Laker noted that APRA required credit unions and building societies - in the face of resistance from some - to increase their minimum liquidity holdings late last year as the financial crisis escalated. He said liquidity peaked at around 19 per cent at the height of the crisis, a level he described as "well above our expectations".

He said that in the "calmer conditions of 2009" APRA redirected its supervisory priorities in this risk area to ADI funding plans.

Laker politely noted that "the plans we have reviewed this year have improved in quality and have been more detailed than previously" but there was a sting in the tail.

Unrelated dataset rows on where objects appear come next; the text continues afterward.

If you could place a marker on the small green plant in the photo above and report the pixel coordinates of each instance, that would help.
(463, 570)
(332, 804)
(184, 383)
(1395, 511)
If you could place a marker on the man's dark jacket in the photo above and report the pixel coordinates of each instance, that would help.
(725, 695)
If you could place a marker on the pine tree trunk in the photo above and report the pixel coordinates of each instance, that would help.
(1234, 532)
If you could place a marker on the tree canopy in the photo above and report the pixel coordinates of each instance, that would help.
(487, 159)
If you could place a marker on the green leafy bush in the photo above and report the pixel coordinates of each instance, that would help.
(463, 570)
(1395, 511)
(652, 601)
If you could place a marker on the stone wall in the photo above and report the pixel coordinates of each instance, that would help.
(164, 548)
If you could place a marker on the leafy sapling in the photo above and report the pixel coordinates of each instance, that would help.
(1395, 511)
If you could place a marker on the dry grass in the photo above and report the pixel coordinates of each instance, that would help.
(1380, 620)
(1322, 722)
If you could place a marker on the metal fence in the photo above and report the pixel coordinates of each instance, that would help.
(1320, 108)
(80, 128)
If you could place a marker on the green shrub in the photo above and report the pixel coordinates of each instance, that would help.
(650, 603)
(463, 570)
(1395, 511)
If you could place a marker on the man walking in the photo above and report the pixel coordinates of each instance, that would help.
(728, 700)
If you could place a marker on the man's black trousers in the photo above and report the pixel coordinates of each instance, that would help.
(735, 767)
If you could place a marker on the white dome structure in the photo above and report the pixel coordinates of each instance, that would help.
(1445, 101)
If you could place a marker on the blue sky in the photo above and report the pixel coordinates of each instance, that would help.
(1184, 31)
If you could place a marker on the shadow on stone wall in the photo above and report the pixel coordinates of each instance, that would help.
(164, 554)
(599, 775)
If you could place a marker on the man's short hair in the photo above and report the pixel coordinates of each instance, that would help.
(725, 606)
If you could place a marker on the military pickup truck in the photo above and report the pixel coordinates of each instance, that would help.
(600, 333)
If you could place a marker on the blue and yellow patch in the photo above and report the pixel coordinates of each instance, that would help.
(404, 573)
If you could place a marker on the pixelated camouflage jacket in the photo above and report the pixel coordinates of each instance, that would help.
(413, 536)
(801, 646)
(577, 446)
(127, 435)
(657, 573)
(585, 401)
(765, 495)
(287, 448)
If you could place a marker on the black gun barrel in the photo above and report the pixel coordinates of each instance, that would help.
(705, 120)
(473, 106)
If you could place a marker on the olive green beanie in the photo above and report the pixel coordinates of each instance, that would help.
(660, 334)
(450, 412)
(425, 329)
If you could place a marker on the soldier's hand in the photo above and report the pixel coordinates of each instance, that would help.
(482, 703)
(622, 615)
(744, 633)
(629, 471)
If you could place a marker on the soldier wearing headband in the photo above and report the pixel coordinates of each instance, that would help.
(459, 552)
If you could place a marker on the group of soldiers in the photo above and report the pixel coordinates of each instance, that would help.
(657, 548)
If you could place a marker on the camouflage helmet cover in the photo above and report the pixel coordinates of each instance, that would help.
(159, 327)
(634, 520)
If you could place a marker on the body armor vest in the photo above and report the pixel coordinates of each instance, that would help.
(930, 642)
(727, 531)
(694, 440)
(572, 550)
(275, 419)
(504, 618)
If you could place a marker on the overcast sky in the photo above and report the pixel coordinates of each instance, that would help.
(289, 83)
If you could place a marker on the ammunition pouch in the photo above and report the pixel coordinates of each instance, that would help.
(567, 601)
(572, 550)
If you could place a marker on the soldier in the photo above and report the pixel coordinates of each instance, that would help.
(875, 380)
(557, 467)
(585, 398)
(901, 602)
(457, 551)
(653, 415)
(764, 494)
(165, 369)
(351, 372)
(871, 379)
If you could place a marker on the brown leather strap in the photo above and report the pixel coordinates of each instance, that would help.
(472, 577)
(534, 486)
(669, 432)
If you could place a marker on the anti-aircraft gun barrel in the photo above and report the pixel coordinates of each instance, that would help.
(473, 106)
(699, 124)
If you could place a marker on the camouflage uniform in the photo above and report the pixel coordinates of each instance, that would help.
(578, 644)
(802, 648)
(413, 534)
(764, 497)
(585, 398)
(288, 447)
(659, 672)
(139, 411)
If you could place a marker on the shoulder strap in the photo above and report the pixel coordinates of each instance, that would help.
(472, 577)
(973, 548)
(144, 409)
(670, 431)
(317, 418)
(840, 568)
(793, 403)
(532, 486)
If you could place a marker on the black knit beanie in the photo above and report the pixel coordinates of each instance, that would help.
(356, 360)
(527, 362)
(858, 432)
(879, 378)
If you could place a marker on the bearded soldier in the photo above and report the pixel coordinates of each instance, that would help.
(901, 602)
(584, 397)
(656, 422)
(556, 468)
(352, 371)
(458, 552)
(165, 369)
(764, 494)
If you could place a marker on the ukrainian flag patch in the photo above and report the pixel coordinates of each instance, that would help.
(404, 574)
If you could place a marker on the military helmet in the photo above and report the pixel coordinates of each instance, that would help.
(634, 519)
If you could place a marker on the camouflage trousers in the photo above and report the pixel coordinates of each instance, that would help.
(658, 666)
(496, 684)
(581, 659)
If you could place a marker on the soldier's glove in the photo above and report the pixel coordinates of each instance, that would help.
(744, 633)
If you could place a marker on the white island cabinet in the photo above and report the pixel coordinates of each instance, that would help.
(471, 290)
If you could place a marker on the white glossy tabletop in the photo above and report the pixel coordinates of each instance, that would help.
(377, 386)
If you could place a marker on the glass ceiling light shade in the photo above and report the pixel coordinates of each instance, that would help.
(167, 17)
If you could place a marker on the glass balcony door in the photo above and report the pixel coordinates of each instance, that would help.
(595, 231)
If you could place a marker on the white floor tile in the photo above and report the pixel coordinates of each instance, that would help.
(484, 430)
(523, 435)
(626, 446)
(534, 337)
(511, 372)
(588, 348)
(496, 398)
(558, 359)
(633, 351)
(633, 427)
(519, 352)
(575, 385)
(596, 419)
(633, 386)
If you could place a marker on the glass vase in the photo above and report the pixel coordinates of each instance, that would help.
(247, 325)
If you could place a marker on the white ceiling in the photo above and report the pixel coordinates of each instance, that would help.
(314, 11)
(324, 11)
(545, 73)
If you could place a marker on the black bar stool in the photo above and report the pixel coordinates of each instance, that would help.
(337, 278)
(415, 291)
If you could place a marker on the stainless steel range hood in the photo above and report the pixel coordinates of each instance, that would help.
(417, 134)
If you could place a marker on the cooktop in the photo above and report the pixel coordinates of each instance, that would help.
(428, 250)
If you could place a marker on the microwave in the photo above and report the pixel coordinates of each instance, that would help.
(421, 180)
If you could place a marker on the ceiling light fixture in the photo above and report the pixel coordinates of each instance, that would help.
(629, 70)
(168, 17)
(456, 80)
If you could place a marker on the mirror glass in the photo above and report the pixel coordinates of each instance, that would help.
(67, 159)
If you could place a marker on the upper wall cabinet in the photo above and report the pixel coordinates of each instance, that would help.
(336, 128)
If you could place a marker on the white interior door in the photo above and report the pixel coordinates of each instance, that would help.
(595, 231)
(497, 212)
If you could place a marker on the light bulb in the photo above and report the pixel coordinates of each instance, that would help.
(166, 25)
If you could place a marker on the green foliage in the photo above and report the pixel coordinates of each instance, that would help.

He told the CUBS managers and directors to reflect on "the behaviour of traditional retail deposits compared to potentially more volatile deposit sources such as quasi-wholesale deposits or internet-style deposits" as well as "the termination, in due course, of the government guarantee of large deposits.
 
"Mutuals that have increased their reliance on large wholesale deposits will need to manage rollovers carefully.  

"We have been a little surprised that some mutuals are arguing that large deposits from organisations such as local councils and RSL Clubs should be considered to be routine retail deposits."

Councils and clubs and also superannuation funds are often the cornerstone of the deposit base of a well-connected, regionally-based ADI.

If anything, the managers of those deposits may not have been as flighty as they could have been over the last year.

There is not much evidence, for example, of money managers systematically carving up deposits into $1 million chunks and spraying them around the banking system in order to ensure that all deposits are guaranteed without having to pay the fee on deposits of more than $1 million.

Yet as the Australian government guarantee on deposits rolls off in 2011 (and assuming there is no extension, or phase out) ADIs may find a lot of deposit funds are much less stable than they considered in the past.